Tomatoes have other diseases and the fight against them also requires certain skills. The most important and effective measure is to detect the disease as early as possible.

Less often than others, gardeners meet:

  • powdery mildew on tomatoes;
  • root rot of tomatoes, the treatment of which is very difficult;
  • necrosis.

Root rot of tomatoes

Tomato pests

Diseases of a tomato, of course, are dangerous to the culture, since it is very difficult to treat them, and sometimes you have to fight for weeks, but pests can also cause considerable harm.

The main pests of tomatoes:

  • Whitefly. The pest has a pair of white wings and can provoke yellow spots on the foliage, which will gradually begin to fade. This insect leaves secretions on the plant, and from them the reproduction of the sooty fungus begins. As a result, the plant may turn black, completely die. For the fight, special preparations are used for processing.
  • Slug. It damages fruits and foliage. To prevent harm, a composition of wood ash, tobacco dust and lime is scattered around the bush, and slaked lime is used for spraying. They fight the pest by loosening it immediately after watering and sprinkling it with ground hot pepper powder.
  • Spider mite. The insect is very small and resembles a light, even almost transparent point. The insect encloses foliage in a spider web, gradually sucking out the juice. To combat, insecticides and acarides are used, as well as an infusion based on garlic or dandelion foliage, to which soap is added.
  • The bear is a large brown insect, reaching a length of 5 cm. It has powerful forelegs and a short elytral part. The bear gnaws at the roots of a young plant, this provokes its death. To fight, they use an infusion of hot pepper, vinegar, or they fight with the highly effective insecticide Diazinon.
  • The wireworm is a pest in the form of a clicker beetle larva that damages the tomato root by penetrating the stem.

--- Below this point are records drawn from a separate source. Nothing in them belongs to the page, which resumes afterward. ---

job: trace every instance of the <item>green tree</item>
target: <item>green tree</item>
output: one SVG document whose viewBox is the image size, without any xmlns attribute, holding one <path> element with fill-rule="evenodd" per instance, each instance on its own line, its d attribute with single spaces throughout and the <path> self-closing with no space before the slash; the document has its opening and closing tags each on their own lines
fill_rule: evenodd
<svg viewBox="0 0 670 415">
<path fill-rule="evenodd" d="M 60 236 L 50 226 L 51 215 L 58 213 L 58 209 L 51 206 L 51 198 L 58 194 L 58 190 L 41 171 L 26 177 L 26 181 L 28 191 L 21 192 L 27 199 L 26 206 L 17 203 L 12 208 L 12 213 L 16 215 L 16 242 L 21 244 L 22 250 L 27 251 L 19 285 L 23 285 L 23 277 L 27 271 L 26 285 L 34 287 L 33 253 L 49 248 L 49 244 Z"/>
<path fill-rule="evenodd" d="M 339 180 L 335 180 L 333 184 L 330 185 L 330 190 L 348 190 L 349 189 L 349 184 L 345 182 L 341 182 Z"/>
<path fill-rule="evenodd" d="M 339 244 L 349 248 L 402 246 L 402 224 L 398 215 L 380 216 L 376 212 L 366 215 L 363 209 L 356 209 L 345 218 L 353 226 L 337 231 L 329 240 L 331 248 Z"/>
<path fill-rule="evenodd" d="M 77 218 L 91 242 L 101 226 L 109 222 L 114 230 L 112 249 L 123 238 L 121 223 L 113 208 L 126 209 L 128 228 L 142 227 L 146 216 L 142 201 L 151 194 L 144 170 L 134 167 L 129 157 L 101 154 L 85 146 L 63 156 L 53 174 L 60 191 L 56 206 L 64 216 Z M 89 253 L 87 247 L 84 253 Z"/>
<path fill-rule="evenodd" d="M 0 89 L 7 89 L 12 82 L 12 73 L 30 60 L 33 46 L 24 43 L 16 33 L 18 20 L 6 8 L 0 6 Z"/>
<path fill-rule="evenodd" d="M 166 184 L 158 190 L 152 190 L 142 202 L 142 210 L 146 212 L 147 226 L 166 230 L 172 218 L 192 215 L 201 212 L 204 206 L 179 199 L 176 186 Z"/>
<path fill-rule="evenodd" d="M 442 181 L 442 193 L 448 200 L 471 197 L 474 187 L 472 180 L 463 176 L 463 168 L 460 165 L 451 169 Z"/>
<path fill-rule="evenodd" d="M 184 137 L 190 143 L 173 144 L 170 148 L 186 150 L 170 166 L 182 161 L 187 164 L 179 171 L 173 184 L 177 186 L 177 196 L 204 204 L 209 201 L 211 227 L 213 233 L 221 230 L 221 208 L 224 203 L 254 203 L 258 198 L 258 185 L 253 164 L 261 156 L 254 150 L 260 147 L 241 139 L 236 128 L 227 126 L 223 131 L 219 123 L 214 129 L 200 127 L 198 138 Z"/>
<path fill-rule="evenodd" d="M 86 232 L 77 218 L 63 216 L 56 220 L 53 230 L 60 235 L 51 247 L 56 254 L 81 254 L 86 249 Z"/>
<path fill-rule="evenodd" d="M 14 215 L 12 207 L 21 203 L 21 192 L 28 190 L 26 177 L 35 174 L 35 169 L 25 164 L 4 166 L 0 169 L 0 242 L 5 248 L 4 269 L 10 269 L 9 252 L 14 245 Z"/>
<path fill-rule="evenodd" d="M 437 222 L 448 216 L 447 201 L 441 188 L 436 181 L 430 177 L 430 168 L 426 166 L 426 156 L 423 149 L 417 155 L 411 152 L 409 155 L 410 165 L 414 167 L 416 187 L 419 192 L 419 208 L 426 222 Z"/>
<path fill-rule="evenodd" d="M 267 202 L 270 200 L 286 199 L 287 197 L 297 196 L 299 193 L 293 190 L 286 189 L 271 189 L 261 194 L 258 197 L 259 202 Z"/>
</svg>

The way to fight is very simple. A couple of days before planting seedlings, a special agent is laid in the soil in the form of a bait. Namely, on a stick no more than 20 cm long, you need to string carrots, beets or potatoes. Before planting, this bait is treated with an effective insecticide, after which the treated soil is necessarily limed.
  • Gnawing scoop. It may appear due to moths, since this is their caterpillar in dark gray or black, reaching 4 cm in length. These pests gnaw through the foliage and tomato petioles. To eliminate them, you need to thoroughly weed the garden bed, dig the soil as deep as possible in the fall, and in the summer, manually collect and destroy the caterpillars. Insecticides are used for treatment.

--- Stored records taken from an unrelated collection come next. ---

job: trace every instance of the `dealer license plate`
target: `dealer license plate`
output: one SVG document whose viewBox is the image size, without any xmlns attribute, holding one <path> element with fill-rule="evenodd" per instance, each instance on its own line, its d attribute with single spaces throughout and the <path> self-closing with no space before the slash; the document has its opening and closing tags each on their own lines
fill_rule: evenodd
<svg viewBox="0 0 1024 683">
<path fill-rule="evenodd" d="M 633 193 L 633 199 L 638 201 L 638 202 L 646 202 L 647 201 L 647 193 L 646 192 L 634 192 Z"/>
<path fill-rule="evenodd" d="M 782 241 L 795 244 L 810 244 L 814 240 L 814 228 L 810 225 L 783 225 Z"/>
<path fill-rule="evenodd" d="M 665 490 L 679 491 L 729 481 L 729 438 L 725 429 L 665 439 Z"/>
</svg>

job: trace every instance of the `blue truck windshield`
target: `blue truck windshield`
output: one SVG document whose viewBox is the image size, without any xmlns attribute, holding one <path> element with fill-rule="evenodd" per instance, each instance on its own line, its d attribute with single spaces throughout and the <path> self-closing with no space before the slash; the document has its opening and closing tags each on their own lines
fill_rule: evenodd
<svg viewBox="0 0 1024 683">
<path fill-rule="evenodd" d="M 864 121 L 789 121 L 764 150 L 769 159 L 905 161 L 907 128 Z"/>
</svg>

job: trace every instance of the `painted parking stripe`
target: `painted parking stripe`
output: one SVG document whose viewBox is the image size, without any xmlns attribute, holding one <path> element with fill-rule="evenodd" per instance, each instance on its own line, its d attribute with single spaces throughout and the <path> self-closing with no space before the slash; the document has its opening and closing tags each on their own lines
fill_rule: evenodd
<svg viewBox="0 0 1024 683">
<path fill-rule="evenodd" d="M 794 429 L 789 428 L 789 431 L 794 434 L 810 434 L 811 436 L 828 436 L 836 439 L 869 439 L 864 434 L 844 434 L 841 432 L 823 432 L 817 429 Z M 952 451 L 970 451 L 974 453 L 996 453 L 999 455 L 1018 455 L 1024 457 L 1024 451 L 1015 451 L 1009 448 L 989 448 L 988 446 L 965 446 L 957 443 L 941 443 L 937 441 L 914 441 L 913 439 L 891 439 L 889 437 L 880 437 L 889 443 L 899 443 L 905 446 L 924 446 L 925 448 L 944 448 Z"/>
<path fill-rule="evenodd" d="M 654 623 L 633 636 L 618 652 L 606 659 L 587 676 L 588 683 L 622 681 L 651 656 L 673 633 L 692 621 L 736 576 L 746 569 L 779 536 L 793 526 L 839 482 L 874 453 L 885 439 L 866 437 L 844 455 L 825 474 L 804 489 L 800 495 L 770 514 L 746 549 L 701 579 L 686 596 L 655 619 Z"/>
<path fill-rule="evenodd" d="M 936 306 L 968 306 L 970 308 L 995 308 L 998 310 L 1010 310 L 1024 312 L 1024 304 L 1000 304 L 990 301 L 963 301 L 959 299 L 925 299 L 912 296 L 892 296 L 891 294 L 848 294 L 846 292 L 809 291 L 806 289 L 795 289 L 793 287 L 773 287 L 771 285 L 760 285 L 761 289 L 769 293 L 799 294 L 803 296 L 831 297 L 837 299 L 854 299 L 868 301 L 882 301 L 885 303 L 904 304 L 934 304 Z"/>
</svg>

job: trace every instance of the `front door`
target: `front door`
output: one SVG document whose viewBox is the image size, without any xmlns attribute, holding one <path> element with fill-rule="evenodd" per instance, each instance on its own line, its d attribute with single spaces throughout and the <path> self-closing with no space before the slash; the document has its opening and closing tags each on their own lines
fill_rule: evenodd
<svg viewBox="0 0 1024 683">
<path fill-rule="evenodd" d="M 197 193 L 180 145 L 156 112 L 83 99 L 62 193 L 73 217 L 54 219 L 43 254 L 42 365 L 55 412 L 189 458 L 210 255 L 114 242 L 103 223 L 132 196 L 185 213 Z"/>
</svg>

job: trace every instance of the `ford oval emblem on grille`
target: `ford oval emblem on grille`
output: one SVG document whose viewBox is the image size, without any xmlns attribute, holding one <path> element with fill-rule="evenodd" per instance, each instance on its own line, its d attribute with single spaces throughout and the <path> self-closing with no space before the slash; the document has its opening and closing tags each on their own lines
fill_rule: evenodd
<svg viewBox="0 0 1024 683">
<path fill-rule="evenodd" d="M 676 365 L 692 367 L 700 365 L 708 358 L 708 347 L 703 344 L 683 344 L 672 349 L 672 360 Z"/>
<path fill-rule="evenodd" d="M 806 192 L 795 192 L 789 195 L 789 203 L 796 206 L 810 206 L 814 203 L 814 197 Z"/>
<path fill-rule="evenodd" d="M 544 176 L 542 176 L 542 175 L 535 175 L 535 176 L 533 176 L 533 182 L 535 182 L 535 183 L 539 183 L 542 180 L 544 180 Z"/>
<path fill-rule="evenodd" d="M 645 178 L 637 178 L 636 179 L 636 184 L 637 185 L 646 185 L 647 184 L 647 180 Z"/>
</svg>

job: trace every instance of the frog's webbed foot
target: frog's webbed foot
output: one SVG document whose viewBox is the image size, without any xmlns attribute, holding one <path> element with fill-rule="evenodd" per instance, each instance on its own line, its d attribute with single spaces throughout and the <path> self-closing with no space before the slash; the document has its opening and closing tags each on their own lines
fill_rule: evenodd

Important! Liming is carried out strictly according to the instructions, since if you overdo it, you can harm the plant even at the planting stage.

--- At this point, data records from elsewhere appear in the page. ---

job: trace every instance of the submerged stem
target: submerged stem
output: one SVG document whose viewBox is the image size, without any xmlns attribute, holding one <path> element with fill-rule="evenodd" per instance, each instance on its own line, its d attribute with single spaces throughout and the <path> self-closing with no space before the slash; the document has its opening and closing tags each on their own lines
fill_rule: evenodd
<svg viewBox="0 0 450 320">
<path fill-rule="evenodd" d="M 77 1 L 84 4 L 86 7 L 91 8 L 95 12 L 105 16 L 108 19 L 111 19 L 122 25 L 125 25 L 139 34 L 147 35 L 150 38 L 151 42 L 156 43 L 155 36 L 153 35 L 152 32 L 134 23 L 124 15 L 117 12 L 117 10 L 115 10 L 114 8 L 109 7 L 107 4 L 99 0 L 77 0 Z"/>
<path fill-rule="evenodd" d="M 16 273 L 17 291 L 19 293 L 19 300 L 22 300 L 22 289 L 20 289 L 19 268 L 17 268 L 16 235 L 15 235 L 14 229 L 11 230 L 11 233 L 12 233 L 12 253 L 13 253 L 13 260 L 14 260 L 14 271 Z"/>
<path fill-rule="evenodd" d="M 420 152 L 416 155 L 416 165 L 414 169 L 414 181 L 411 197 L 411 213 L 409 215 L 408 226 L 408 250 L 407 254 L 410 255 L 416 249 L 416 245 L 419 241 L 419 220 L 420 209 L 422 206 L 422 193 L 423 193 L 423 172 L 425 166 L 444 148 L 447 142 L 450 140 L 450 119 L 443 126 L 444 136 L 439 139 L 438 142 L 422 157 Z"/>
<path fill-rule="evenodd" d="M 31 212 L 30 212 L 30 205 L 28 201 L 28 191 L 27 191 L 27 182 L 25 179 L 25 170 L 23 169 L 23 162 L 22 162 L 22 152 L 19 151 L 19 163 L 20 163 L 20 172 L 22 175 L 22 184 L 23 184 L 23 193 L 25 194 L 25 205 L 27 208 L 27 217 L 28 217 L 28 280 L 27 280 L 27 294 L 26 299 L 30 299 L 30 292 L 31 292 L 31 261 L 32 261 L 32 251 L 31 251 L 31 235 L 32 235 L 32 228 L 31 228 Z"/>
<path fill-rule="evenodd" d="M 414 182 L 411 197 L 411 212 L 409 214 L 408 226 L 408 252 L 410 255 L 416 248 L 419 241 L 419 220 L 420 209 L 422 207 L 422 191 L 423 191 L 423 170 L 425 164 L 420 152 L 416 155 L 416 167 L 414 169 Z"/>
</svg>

There is a certain classification of insects according to which part of the plant they infect:

  • The lower parts of the stems, as well as the neck at the root, and the root of a young plant are spoiled by a wireworm, a bear, a caterpillar of a gnawing scoop, as well as a larva of a lamellar beetle.
  • Roots are attacked by rootworm nematodes, both in the polycarbonate greenhouse and in the open field.
  • The foliage is eaten by slugs, snails, locusts, meadow moth, gamma scoop, garden scoop, potato flea, Colorado potato beetle.
  • Insects in the form of aphids, greenhouse whiteflies, thrips, ticks, potato moths will not pass by the tomato either.
  • Fruits can be affected by cotton bollworm, caradrin scoop, leaf miner.

With a competent individual approach to removing pests and treating diseases, you can achieve a positive result in the shortest possible time and without negative consequences for the plant.